## Algorithm Design for MapReduce and Beyond: Tutorial

**Where:** CIKM 2015

**Presenters:**

##
Overview

MapReduce and Hadoop have been key drivers behind the “Big Data” movement of the past decade.
These systems impose a specific parallel paradigm on the algorithm designer while in return making
parallel programming simple, obviating the need to think about concurrency, fault tolerance, and cluster
management.

The MapReduce style of parallel processing has made certain operations nearly trivial to parallelize—
Word Count is the canonical “Hello World” example. Still, parallelization of many problems, e.g.,
computing a good clustering, or counting the number of triangles in a graph, requires effort, since
straightforward approaches yield almost no speedups over a single machine implementation.
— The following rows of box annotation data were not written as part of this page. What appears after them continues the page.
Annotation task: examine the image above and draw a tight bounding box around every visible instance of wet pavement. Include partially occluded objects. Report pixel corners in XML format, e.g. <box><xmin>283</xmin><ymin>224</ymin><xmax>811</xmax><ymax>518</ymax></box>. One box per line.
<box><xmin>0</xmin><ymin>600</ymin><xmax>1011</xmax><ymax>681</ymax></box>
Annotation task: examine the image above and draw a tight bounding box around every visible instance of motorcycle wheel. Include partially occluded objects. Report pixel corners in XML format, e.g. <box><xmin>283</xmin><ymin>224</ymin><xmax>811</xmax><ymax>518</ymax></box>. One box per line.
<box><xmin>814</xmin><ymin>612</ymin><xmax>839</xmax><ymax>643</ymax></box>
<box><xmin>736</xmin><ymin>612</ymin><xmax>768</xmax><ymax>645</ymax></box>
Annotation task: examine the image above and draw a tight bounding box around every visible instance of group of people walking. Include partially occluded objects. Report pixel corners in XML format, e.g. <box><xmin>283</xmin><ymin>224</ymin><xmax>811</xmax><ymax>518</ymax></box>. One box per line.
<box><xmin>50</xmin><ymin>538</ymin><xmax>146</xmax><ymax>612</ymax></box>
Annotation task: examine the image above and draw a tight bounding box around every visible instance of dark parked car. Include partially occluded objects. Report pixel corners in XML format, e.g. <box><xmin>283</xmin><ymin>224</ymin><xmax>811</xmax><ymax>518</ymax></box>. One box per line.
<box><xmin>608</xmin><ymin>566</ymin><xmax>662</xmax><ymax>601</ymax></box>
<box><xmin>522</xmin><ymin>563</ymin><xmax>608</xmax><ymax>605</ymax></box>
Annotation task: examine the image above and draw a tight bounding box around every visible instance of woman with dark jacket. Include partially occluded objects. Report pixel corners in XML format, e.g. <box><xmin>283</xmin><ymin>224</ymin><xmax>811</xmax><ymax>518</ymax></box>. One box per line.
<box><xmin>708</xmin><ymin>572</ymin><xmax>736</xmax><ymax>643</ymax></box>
This tutorial will cover recent results on algorithm design for MapReduce and other modern parallel
architectures. We begin with an overview of the framework, and highlight the challenge of avoiding
communication and computational bottlenecks. We then introduce a toolkit of algorithmic strategies
for dealing with large datasets using MapReduce. The goal of most of these approaches is to reduce
the data size (from petabytes and terabytes to gigabytes and megabytes), while preserving its structure
relevant to the problem of interest. Sketching, composable coresets, and adaptive sampling all fall into
this category of approaches.

We then turn to specific applications to both showcase these techniques, and highlight recently developed
practical methods. Our initial focus is on clustering, whose many variants form the core of data
analysis. We cover the classic clustering methods, such as k-means, as well as more modern approaches
like correlation clustering and hierarchical clustering. We then turn to methods for graph analysis,
building up our intuition with algorithms for graph connectivity and moving onto graph decompositions,
matchings, spanning trees and subgraph counting.